FITZGERALD, F. Scott. All the Sad Young Men. New York: Charles Scribner's, 1926.
THE PROPERTY OF A LADY
FITZGERALD, F. Scott. All the Sad Young Men. New York: Charles Scribner's, 1926.

Details
FITZGERALD, F. Scott. All the Sad Young Men. New York: Charles Scribner's, 1926.

8o. Original dark green cloth, gilt-lettered on spine (lower edge of front cover bumped, spine faded, some wear at extremities). Provenance: Grace Moore (1898-1947), American operatic soprano and actress in musical theatre and film (presentation inscription from the author; bookplate).

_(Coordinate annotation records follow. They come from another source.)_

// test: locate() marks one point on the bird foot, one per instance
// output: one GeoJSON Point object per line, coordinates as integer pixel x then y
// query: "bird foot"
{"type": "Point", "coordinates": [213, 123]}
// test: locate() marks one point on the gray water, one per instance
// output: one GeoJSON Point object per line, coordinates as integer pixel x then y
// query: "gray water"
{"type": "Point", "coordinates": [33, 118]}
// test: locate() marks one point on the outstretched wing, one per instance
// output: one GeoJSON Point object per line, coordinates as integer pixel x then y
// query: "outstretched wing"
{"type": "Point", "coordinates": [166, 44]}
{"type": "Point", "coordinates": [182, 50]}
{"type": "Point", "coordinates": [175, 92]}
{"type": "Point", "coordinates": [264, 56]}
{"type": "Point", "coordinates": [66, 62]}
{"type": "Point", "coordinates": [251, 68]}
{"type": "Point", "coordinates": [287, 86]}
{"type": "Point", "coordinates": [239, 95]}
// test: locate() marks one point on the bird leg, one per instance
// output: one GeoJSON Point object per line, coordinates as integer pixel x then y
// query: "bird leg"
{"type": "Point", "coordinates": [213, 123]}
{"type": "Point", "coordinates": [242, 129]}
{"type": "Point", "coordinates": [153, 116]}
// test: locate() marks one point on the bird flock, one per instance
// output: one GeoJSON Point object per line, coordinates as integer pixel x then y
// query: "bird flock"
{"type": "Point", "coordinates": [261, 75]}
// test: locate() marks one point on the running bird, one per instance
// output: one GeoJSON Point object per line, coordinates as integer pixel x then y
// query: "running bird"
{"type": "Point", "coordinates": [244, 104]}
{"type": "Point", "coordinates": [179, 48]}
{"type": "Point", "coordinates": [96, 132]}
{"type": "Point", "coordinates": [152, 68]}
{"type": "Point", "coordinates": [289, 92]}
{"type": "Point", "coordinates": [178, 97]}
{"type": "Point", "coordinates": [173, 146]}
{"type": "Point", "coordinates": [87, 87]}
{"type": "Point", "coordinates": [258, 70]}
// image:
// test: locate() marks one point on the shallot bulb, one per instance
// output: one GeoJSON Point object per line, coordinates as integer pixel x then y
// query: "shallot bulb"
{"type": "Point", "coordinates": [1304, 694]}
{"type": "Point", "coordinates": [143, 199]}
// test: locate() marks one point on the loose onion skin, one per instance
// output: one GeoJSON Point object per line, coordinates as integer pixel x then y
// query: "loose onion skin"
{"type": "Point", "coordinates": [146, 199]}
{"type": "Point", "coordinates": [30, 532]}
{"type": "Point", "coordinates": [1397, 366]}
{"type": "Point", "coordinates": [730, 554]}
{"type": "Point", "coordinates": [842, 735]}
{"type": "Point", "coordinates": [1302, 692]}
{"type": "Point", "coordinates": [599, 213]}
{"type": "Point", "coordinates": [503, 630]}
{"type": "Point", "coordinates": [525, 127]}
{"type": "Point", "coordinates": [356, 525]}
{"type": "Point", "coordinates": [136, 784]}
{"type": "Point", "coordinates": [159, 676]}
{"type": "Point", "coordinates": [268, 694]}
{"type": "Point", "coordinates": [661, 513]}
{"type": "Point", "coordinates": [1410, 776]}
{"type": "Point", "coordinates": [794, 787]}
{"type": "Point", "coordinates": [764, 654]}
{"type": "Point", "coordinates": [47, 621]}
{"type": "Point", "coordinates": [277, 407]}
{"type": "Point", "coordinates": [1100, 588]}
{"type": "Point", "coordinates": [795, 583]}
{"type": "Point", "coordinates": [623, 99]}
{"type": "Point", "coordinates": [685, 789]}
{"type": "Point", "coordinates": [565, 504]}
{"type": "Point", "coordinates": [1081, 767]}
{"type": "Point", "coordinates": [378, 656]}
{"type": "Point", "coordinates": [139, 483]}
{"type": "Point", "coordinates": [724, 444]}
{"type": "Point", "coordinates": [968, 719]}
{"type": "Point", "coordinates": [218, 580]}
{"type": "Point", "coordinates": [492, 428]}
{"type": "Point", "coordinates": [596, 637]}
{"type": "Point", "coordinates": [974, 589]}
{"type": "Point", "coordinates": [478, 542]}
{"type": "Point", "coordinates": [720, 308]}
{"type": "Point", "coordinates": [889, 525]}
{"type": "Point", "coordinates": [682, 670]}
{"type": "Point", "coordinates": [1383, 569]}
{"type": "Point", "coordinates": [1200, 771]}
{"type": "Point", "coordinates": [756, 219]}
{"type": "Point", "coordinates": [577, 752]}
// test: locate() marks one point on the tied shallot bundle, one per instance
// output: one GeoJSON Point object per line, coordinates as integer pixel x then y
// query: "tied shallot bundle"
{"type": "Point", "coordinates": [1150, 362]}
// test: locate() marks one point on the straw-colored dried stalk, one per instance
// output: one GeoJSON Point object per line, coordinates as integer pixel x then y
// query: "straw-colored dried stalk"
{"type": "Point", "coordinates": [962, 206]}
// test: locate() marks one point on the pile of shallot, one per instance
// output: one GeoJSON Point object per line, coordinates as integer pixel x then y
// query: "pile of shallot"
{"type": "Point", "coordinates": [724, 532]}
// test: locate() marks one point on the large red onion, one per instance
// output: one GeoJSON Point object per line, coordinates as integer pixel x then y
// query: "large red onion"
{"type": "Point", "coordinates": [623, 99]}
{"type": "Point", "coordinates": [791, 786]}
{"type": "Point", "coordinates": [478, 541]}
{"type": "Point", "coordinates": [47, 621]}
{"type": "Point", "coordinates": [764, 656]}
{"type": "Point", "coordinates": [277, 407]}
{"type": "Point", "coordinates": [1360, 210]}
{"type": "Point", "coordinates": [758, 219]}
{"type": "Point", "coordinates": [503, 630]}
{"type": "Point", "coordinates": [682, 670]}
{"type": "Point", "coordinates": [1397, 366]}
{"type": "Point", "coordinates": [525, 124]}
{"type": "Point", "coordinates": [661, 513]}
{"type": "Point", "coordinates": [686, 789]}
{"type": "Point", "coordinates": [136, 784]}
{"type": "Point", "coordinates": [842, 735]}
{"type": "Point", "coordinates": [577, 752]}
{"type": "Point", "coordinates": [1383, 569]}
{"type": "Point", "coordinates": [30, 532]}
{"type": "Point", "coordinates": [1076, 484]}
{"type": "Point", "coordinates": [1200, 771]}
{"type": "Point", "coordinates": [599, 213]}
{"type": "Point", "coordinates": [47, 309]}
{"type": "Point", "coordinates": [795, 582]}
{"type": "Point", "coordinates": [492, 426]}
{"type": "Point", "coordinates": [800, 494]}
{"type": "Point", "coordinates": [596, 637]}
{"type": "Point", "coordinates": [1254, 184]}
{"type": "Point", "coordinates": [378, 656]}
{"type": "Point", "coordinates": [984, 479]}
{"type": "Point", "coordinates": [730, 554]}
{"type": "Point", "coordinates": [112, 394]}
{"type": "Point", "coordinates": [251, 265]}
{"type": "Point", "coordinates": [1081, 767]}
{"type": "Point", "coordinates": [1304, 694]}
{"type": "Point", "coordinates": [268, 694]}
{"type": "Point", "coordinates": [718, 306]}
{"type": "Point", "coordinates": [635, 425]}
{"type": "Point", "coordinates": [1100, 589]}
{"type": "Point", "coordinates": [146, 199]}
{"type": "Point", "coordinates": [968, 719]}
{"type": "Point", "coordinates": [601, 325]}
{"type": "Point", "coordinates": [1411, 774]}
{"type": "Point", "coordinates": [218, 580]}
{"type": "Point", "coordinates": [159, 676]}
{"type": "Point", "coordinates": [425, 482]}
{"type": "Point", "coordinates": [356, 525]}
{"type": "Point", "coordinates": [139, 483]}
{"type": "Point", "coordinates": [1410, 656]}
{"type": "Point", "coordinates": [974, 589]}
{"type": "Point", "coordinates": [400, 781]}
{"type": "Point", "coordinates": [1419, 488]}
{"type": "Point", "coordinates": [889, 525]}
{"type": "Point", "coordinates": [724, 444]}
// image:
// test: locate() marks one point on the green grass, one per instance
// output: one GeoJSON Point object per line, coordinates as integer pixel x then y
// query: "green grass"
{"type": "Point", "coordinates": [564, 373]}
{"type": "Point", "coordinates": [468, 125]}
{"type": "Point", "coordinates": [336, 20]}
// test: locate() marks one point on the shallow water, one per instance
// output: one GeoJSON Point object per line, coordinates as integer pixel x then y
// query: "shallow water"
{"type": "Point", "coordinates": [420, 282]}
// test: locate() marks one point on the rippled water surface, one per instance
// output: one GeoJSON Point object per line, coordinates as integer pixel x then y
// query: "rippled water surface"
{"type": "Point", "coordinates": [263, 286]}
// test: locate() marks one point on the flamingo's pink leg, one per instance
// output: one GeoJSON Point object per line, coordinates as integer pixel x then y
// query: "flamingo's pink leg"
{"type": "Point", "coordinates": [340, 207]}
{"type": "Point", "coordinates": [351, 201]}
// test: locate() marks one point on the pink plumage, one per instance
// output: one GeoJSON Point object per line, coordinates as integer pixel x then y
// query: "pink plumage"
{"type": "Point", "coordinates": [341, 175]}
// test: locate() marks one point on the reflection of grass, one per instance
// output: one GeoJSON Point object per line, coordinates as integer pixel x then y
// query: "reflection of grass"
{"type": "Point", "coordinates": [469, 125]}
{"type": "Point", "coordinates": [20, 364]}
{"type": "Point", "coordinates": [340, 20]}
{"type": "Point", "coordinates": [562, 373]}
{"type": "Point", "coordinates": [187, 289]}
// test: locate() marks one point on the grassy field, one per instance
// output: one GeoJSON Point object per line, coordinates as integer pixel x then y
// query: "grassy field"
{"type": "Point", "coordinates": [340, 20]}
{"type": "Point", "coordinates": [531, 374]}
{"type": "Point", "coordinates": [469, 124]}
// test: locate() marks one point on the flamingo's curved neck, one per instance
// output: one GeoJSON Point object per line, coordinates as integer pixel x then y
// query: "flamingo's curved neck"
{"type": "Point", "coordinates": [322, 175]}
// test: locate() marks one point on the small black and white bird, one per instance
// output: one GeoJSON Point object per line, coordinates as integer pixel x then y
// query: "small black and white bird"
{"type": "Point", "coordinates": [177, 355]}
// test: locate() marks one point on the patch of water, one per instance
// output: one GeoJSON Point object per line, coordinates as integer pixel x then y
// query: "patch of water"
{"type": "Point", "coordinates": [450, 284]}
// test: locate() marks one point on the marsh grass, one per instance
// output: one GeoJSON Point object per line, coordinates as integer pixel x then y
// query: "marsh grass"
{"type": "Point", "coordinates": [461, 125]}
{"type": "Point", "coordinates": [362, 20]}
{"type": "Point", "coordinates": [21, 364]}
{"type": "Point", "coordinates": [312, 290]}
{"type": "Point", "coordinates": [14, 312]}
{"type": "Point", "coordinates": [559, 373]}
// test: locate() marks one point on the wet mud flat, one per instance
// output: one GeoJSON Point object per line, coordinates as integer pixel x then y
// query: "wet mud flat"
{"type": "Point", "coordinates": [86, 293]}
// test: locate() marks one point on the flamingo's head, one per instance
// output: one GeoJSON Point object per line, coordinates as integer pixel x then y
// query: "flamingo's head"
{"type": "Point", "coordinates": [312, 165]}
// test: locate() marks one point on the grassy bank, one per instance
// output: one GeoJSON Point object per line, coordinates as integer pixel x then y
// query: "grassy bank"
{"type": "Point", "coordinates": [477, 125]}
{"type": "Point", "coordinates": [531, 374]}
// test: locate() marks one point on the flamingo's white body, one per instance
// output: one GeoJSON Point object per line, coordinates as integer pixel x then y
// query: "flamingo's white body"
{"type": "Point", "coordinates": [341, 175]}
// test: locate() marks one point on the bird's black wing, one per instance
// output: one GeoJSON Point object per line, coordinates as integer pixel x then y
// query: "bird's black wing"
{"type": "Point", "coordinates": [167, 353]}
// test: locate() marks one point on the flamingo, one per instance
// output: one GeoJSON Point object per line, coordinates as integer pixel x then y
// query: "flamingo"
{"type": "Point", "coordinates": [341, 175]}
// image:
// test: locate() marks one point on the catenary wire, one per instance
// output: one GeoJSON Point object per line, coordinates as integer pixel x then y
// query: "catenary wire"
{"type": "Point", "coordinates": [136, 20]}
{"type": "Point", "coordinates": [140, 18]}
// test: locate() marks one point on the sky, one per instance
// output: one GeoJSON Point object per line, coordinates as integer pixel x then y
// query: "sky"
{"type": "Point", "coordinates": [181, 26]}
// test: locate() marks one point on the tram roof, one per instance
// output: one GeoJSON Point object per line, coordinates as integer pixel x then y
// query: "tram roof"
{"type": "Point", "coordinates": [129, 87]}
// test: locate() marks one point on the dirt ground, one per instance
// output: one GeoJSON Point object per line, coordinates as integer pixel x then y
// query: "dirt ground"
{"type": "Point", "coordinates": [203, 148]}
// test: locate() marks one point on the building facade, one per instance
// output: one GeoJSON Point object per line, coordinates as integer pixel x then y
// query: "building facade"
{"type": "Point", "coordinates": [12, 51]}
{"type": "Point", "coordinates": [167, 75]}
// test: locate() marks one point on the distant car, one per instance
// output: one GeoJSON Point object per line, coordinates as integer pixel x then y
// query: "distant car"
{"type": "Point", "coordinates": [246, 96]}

FIRST EDITION. A VERY FINE ASSOCIATION COPY, INSCRIBED BY FITZGERALD TO GRACE MOORE on the front free endpaper: "For Grace Moore from her devoted friend F. Scott Fitzgerald Monte Carlo 1926." Fitzgerald spent time on the Rivierra in the summer of 1926 and socialized with Moore: "We have rather a nice place here on the Rivierra between Antibes + Cannes and half the Americans I know have been or are hereabouts this summer--Gerald Murphys, Archie Mclieshes, Marice Hamilton, Deering Davis, the Wymans, Grace Moore... Hemmingway [sic], Picasso..." (letter to Ludlow Fowler, Correspondence., p.200). In a letter to Zelda from 1930, Fitzgerald complained of how that summer Zelda "drank all the time" and "Then you found Grace Moore and Ruth and Charlie and the summer passed, one party after another" (ibid., p.247). Originally from Tennessee, Grace Moore studied briefly at Ward-Belmont College in Nashville before moving to Washington, D.C. and New York City to continue her musical training and begin her career. Her first paying job as a singer was at the Black Cat Cafe in Greenwich Village. In the 1934 film One Night of Love, her first film for Columbia, she portrayed a small-town girl who aspires to sing opera. For that role she was nominated for the Academy Award for Best Actress in 1935. In 1935 Moore received the gold medal award of the Society of Arts and Sciences for "conspicuous achievement in raising the standard of cinema entertainment." In 1936 King Christian X of Denmark awarded her his country's medal of 'Ingenito et Arti.' Grace Moore died in a plane crash near the Copenhagen, Denmark airport on January 26, 1947, at the age of 48. Among the other plane crash victims was Prince Gustaf Adolf of Sweden. Bruccoli A12.1.a.